FX Roundup: Dollar gains ascendency, yuan strengthens
The dollar rose against a basket of global currencies on Tuesday, while the yuan strengthened after the People’s Bank of China set the mid-point for the currency at CNY6.5628 per dollar, just two pips weaker than the previous strong fix and firmer than its spot levels late on Monday.
The spot yuan weakened from its overnight close to 6.5733 to the dollar, but offshore it strengthened as much as 180 pips to 6.5660.
Jane Foley, senior FX strategist at Rabobank, said, “A 1.5% decline in the EUR/USD hardly turns heads these days, but a 1.5% decline in the yuan spawns strong selling in global equity and emerging market currencies, whilst plunging commodity prices stoke global deflation fears. One reason why the market is watching China so intensely is that all big economic regions have their own issues, so a weaker China means no spender of last resort.
“Beyond the above-mentioned channels of contagion, however, things are less clear-cut. US and European banks have only limited exposures to China (less than 4%) and so direct comparisons with either the US subprime or the European sovereign debt crisis fall short.”
Elsewhere, the US National Federation of Independent Business’ index of small business optimism edged higher in December by 0.4 points to 95.2, but remained well below the gauge's 42-year average of 98.0.
At 1628 GMT, the dollar rose 0.05% against the yen to change hands at JPY117.800. The euro shed 0.21% against the dollar to change hands at $1.0836, while the greenback exchanged Swiss Francs at CHF1.0042 up 0.27%.

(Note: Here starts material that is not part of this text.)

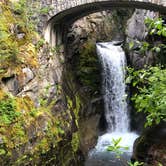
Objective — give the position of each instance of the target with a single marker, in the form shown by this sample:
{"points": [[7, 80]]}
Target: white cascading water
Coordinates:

Meanwhile, the pound’s woes continued as it sank to a fresh five-and-half-year low, changing hands for the US currency at $1.4393, down 1.03% on poor industrial data. Industrial output fell 0.7% in November from October; the sharpest fall since the first quarter of 2013, according to data published by the Office for National Statistics.
Concurrently, manufacturing output fell 0.4% for a second month running, with a decline in pharmaceutical production having the biggest impact on the total figure..
Meanwhile, major commodity linked currencies took another predictable hammering with Brent oil futures staying low, and natural resources enduring another torrid session on the London Metal Exchange.
The greenback rose 0.39% versus the Canadian dollar changing hands at $1.4272. The beleaguered Australian dollar shed 0.27% against its US counterpart exchanging at US$0.6976, while the New Zealand dollar was down 0.44% exchanging at US$0.6531.
In Latin America, the dollar traded higher against major regional crosses including the Colombian (up 0.07%) and Mexican (up 0.27%) pesos, but stayed broadly flat versus the Brazilian real (down 0.10%).